I'm relatively new to GIS and trying to understand some basic concepts from first principles.
I'm writing a small javascript tool to display a geotiff image on a page, and show the lat/lon of the cursor as I move it over the image. The maps I'm using are FAA georeferenced charts. I ran gdalinfo on the chart I'm interested in (apologies for the size, it's about 70mb), and this is the relevant output:
Size is 16658, 12340
Coordinate System is:
PROJCS["Lambert Conformal Conic",
GEOGCS["NAD83",
DATUM["North_American_Datum_1983",
SPHEROID["GRS 1980",6378137,298.2572221010042,
AUTHORITY["EPSG","7019"]],
AUTHORITY["EPSG","6269"]],
PRIMEM["Greenwich",0],
UNIT["degree",0.0174532925199433],
AUTHORITY["EPSG","4269"]],
PROJECTION["Lambert_Conformal_Conic_2SP"],
PARAMETER["standard_parallel_1",38.66666666666666],
PARAMETER["standard_parallel_2",33.33333333333334],
PARAMETER["latitude_of_origin",38.33333333333334],
PARAMETER["central_meridian",-121.4166666666667],
PARAMETER["false_easting",0],
PARAMETER["false_northing",0],
UNIT["metre",1,
AUTHORITY["EPSG","9001"]]]
Origin = (-384321.710823537898250,256254.594788954302203)
Pixel Size = (42.336600677923037,-42.337168148839147)
Corner Coordinates:
Upper Left ( -384321.711, 256254.595) (125d56'47.40"W, 40d33'33.03"N)
Lower Left ( -384321.711, -266186.060) (125d40'38.73"W, 35d51'25.41"N)
Upper Right ( 320921.383, 256254.595) (117d37'59.81"W, 40d35' 0.49"N)
Lower Right ( 320921.383, -266186.060) (117d51'29.18"W, 35d52'48.01"N)
Center ( -31700.164, -4965.733) (121d46'44.80"W, 38d17'17.00"N)
From this, I take it that the lat/lons on the map are relative to NAD83, and the map uses an LCC projection (all the parameters are there).

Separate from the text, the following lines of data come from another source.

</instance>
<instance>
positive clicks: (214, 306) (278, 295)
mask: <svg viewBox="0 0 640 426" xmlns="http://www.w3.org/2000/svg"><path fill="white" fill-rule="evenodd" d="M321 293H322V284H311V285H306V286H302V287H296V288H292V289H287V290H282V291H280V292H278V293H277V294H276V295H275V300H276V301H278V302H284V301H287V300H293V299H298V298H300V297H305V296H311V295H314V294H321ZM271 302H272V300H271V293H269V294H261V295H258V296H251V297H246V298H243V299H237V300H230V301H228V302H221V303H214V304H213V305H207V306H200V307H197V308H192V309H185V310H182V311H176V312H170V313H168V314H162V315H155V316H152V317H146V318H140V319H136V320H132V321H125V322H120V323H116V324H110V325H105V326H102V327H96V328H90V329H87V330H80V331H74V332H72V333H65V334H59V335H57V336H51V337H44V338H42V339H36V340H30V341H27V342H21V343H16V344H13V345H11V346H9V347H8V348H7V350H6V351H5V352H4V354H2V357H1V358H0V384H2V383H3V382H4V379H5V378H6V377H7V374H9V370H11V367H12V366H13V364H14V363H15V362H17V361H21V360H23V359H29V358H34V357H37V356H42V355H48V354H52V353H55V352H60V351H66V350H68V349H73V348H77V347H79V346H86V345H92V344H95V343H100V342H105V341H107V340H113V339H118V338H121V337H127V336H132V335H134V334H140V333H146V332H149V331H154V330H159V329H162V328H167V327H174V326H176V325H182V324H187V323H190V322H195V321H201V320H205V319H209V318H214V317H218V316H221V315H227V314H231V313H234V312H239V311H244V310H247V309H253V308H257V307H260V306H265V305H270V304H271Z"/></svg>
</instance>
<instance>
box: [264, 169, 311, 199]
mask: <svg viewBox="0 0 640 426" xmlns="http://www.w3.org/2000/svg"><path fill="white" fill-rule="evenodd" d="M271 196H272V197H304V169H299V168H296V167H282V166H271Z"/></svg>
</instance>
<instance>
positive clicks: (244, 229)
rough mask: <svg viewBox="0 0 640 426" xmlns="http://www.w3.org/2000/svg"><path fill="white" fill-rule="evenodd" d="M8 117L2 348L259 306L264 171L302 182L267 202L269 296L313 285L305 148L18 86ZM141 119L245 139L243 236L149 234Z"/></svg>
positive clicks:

Now, I've tried to do some research on how this works, and my understanding so far is that there are essentially two steps to go from pixel x/y coordinate to lat/lon:
1) apply the affine GeoTransform (in this chart it's defined by the values in Origin and Pixel Size, since it's a north up map)
2) apply the inverse LCC Projection (since I'm going from pixel to lat/lon) to those values.

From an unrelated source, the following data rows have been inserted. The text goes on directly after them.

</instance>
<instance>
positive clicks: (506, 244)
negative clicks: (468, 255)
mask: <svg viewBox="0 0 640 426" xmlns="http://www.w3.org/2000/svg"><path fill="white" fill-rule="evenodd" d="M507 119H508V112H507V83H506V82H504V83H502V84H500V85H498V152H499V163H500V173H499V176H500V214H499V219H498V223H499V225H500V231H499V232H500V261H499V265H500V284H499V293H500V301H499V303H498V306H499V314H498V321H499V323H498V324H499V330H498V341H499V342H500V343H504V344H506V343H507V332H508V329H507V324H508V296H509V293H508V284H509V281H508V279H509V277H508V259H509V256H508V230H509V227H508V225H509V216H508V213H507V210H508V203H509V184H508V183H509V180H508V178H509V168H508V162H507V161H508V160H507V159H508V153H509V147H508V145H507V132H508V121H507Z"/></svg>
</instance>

I ran some tests for step 1) and the affine projection in my code, and indeed, for pixel (0, 0) I got (-384321.711, 256254.595), and for pixel (16658, 12340) I got (320921.383, -266186.060), which suggests I'm on the right track, as those values match the Upper Left and Lower Right data from gdalinfo, respectively.
Now here's where I get lost. I'm using d3's geo module to setup an LCC projection and its inverse, like so:
const projection = (d3
.geoConicConformal()
.parallels([stdParallel1, stdParallel2])
.rotate([-centralMeridian, -latitudeOfOrigin])
.scale(1)
.translate([0, 0]);
If I try to use this projection's inverse on the values obtained by my affine transformation (e.g. [-384321.711, 256254.595] for the upper left corner), I get nonsensical results that are very different from what I would have expected. There's a gap in my understanding here, as I think I'm missing some conversion factor that would take these seemingly large coordinates to values that the projection would then map correctly to the expected lat/lon. What am I doing wrong/what concept am I missing and/or misunderstanding?
I would also love an explanation of what these intermediate coordinates (the result of applying the affine transformation) represent.